Equilibrado na linha que divide a realidade da imaginação, afirma que é solteiro e sem filhos. “Sou único e solitário, outro aqui não consegui para duplicata. Já tive namorada, mas a única mulher que me viu nu foi a minha mãe. Nunca tive esposa”, detalha. “Antônio de Pádua não existe mais. Recomeçarei a vida como Albani, empresário, vou mudar de aparência, vocês vão ver.”
Enquanto esse dia não chega, ele arrisca a vida na calçada. E também cria uma situação de risco para motoristas que circulam no local. Antônio toma banho ao ar livre, escondido atrás de um lençol. Faz a comida num fogão improvisado. “Eu mesmo preparo a quarenta, misturando vitamilho com água e sal, boto para ferver e vou mexendo.” Frutas e verduras embolam pelo chão.
O material reciclável que ele vende fica amontoado no trecho entre o viaduto e o gradil de proteção da Via Mangue. Ao ser questionado se motoristas reclamam ou se a prefeitura pediu para ele liberar a calçada, não pensou duas vezes: “Mando tudo para o inferno, não ligo para a prefeitura e não ligo para o povo”, sustenta o ambulante.
Depois de uns minutos de conversa, ele se levanta e entra na casa sem paredes e sem teto. Abre a mala e mostra publicações que coleciona, como Vade Mecum, livros didáticos do ensino médio, um caderno de ortografia, o relatório anual de um banco. E posa para fotos em sua moradia imaginária segurando um exemplar de Warsaw – A magical city (Varsóvia – Uma cidade mágica).
“Gosto de ler as notícias, de revistas que falam de empresários, de saber como vai o governo de Pernambuco. Sou Dilma nato! Ela teve algumas falhas, mas isso acontece”, comenta. Acrescentando que na rua nunca dorme, apenas tira cochilos. “Fico vigilante.”

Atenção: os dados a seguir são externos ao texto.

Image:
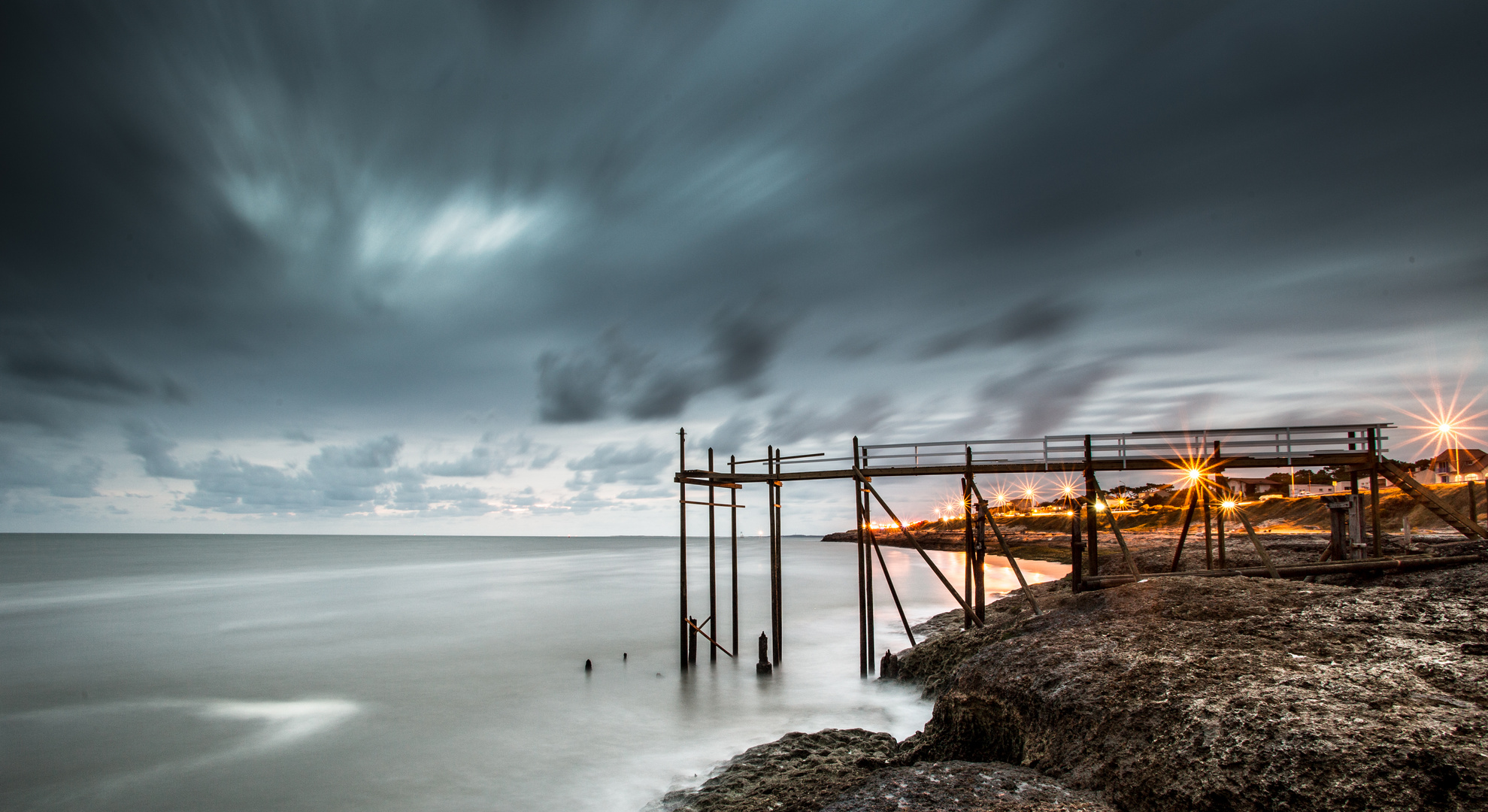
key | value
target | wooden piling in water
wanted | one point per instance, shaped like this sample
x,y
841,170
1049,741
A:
x,y
1089,508
1374,489
682,509
1208,538
971,555
734,558
868,571
977,543
713,571
863,652
1183,535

A Secretaria de Desenvolvimento Social e Direitos Humanos do Recife desconhecia a presença do morador na Via Mangue e disse que vai reforçar a atuação do Serviço Especializado em Abordagem Social de Rua (Seas) no local. A função do Seas é sensibilizar as pessoas para a saída consensual das áreas públicas. Quando elas aceitam, são encaminhadas para acolhimento, retirada de documentos, acesso à rede de saúde, inclusão no aluguel social e em programas sociais. Também faz o resgate de laços familiares interrompidos.